Document Classification
Documents that are checked into the Content Engine require a class. A document can be classified manually, by selecting the document's class, or it can be classified automatically when the document is checked in. The Content Engine provides an extensible framework that enables an incoming document of a specified MIME type to be automatically assigned to a target document class, and sets selected properties of that target class based on values that are found in the incoming document. A classification component, or classifier, does the work of assigning a document class. One such classifier that is packaged with the Content Engine is the XML classifier. For information, see Classification Flowchart and Understanding the XML Classifier.
You can also plug custom classifiers that are implemented with JavaScript or Java™ into the document classification framework. For information, see Understanding Automatic Document Classification.
Custom Classifier Requirements
To plug a custom classifier into the document classification framework, follow these tasks:
- Implement the DocumentClassifier interface of the Content Engine Java API. It can be implemented as a JavaScript or Java component. Your classifier must assign
the applicable class to the
Document
object that is passed to it. Typically, this effort involves extracting metadata from the content of theDocument
object and mapping it to the class properties inherited by the object. You can implement your classifier to support one or multiple MIME types.For a classifier that is implemented with Java, you can package the class in a JAR file, and check in your class or JAR file as a CodeModule object in a Content Engine object store. Alternatively, you can specify the classifier in the class path of the application server where the Content Engine is running. A document classifier runs asynchronously on the Content Engine.
- Create a DocumentClassificationAction object. You instantiate
an object with the Factory.DocumentClassificationAction
createInstance
method, then set the following required properties:- The display name of the document classification action to identify it (DisplayName property).

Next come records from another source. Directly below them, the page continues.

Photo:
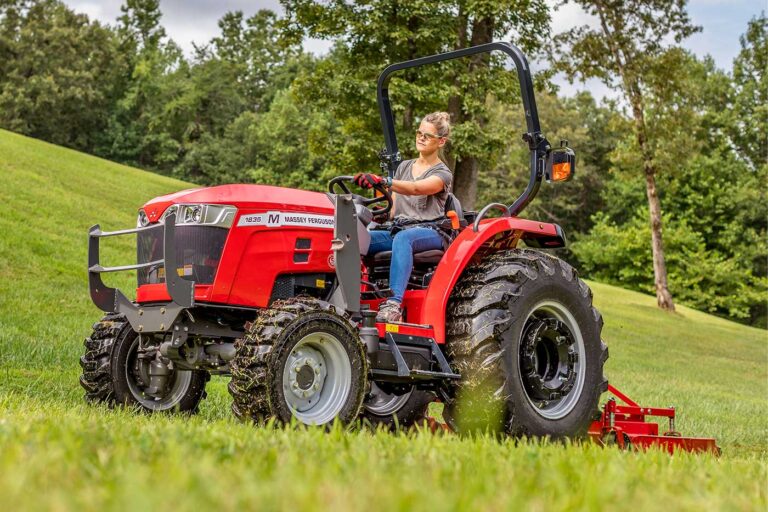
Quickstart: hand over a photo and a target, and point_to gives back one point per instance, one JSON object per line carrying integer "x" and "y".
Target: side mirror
{"x": 561, "y": 163}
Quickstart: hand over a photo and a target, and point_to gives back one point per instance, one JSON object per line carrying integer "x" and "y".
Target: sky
{"x": 188, "y": 21}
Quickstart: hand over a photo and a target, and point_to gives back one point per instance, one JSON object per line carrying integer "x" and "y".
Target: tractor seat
{"x": 431, "y": 257}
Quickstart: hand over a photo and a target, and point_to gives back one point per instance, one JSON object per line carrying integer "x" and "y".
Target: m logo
{"x": 273, "y": 219}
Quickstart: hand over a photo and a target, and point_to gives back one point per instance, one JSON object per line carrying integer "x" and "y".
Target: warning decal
{"x": 278, "y": 219}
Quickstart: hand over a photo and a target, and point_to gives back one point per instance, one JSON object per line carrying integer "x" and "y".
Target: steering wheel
{"x": 386, "y": 197}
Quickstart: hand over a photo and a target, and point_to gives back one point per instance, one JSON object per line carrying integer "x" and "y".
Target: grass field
{"x": 56, "y": 453}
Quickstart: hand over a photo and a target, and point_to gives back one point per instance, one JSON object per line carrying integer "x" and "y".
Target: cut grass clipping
{"x": 56, "y": 453}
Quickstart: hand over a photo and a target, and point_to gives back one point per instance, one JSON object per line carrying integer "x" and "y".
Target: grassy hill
{"x": 58, "y": 453}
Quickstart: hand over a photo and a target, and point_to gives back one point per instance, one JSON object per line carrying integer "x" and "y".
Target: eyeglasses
{"x": 425, "y": 135}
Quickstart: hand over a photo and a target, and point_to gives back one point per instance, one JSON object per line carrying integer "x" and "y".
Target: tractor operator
{"x": 419, "y": 189}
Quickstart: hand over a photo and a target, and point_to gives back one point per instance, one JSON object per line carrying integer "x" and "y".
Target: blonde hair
{"x": 441, "y": 121}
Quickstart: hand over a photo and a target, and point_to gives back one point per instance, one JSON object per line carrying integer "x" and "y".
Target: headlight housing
{"x": 142, "y": 220}
{"x": 202, "y": 214}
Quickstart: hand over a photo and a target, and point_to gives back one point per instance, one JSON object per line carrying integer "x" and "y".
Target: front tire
{"x": 526, "y": 339}
{"x": 299, "y": 360}
{"x": 114, "y": 372}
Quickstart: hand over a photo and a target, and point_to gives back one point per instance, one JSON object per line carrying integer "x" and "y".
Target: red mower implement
{"x": 274, "y": 287}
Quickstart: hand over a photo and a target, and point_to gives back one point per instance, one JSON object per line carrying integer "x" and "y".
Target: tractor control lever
{"x": 386, "y": 195}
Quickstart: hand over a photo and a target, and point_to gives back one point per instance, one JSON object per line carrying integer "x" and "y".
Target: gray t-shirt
{"x": 422, "y": 207}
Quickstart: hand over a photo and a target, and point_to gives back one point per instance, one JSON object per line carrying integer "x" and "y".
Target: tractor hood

- The MIME type to associate documents of a certain content type
with a classifier implemented to handle documents of that type (MimeType
property). A MIME type can map only to one classifier; therefore,
the MimeType property of one
DocumentClassificationAction
object must be different from the MimeType property of otherDocumentClassificationAction
objects. - The program ID (ProgId property) that identifies the classifier
that is implemented for JavaScript or Java. If you checked in to an object
store a classifier that is implemented for Java, you must also set the
DocumentClassificationAction
object's CodeModule property.
For code examples on implementing a document classifier and
on creating a DocumentClassificationAction
object,
see Working with Document
Classification-related Objects. For more information, see Action Handlers.
Document Check-in Process
You
can automatically classify documents with a content type that matches
the MIME type property of an existing DocumentClassificationAction
object.
To automatically classify a new document, you create a Document object and follow these tasks:
- Set the
Document
object's MimeType property to match the value of theDocumentClassificationAction
's MimeType property. Although theDocument
object's MimeType property is not required, it is recommended that you set it to ensure that the intended document classifier is started. If you don't set the MimeType property, the Content Engine maps the content element's file extension to the MIME type, and the result might be different from what you anticipate. See About MIME Types. - Call the
checkin
method of theDocument
object, specifying theAUTO_CLASSIFY
constant.
The Document
object is checked into the object
store with an initial class, and the object's ClassificationStatus property is set to CLASSIFICATION_PENDING
.
Document classification is an asynchronous action; therefore, the
auto-classification request is queued, represented by a DocumentClassificationQueueItem object.
The Classification Manager is responsible for dequeuing
a classification request and processing it. The Classification Manager
obtains the MIME type from the target document, locates the DocumentClassificationAction
object
that is registered for that MIME type, and starts the classifier that
is identified in the DocumentClassificationAction
object.
A classifier operates with the same access permissions of the user
who initiates the document check-in.
When document classification
is complete, the Document
object's ClassificationStatus
property is updated to indicate success or failure. If classification
fails, the initial class that is assigned to the document remains.
If classification succeeds, a new class is assigned to the document
and a ClassifyCompleteEvent object is triggered.